特にシニア世代にとっては、「実際にどれくらいの貯蓄や年金があれば安心できるのか」が気になるポイントです。
70歳代の貯蓄額は、3000万円以上の世帯が25%いる一方、資産ゼロの世帯も約11%存在します。同じ世代でも、これほどまでに差が開いているのが現実です。
年金受給額の現実を把握しつつ、現役世代のうちからどう備えるかが問われています。本記事では、最新データをもとに老後のお金の実態を整理し、資産形成で陥りやすい落とし穴も解説します。
1. 【70歳代・二人以上世帯】老後の「平均貯蓄額・中央値」
J-FLEC(金融経済教育推進機構)が実施した「家計の金融行動に関する世論調査(2025年)」をもとに、70歳代・二人以上世帯の金融資産保有状況を確認します。

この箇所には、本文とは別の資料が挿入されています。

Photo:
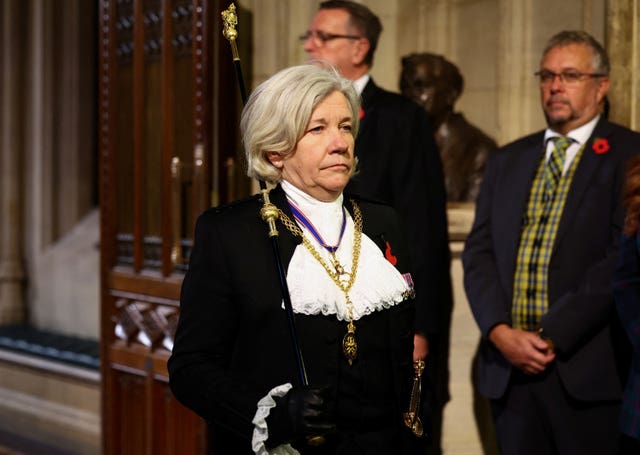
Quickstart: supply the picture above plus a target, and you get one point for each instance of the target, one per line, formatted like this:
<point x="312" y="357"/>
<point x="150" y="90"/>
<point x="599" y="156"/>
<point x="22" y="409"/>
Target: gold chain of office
<point x="349" y="344"/>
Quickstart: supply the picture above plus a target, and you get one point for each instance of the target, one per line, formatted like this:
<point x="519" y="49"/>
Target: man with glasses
<point x="539" y="266"/>
<point x="398" y="163"/>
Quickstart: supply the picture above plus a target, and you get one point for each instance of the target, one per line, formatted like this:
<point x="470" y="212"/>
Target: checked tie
<point x="555" y="164"/>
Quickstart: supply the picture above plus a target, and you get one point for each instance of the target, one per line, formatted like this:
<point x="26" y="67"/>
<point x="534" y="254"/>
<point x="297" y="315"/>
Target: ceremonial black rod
<point x="269" y="212"/>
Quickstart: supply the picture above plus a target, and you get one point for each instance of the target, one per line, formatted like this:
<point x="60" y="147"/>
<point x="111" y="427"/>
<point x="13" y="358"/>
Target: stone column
<point x="11" y="263"/>
<point x="624" y="52"/>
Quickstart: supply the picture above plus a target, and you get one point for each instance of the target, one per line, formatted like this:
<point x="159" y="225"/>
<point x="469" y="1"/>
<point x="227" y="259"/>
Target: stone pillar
<point x="624" y="52"/>
<point x="11" y="262"/>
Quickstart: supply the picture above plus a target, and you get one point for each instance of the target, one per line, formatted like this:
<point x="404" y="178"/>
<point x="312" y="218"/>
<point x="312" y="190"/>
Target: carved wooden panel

※ここでいう金融資産には、預貯金のほか株式・投資信託・生命保険なども含まれます。ただし、日常的な出し入れや引き落としに充てている普通預金残高は対象外です。また、金融資産を保有していない世帯も集計に含まれています。
- 金融資産非保有:10.9%
- 100万円未満:4.5%
- 100〜200万円未満:5.1%
- 200〜300万円未満:3.7%
- 300〜400万円未満:3.9%
- 400〜500万円未満:2.9%
- 500〜700万円未満:6.4%
- 700〜1000万円未満:6.7%
- 1000〜1500万円未満:11.1%
- 1500〜2000万円未満:6.7%
- 2000〜3000万円未満:12.3%
- 3000万円以上:25.2%
- 無回答:0.6%
最も多いのは「3000万円以上」の世帯で、全体の4分の1を占めます。一方で「金融資産非保有」の世帯も10.9%存在し、同じ70歳代でも資産状況には大きな差があることがわかります。
貯蓄額は、退職金の有無・現役時代の収入履歴・相続・健康状態など、さまざまな要因によって変わります。公的年金の受給額も加入状況によって個人差があるため、貯蓄が少ない世帯では、年金だけで生活費をまかなうのが難しいケースもあるでしょう。
老後を安定して過ごすためには、自分たちの状況に合った生活設計が欠かせません。健康なうちはパートなどで収入を確保する、不動産や投資による副収入を検討するなど、家計とライフスタイルに応じた備えが安心につながります。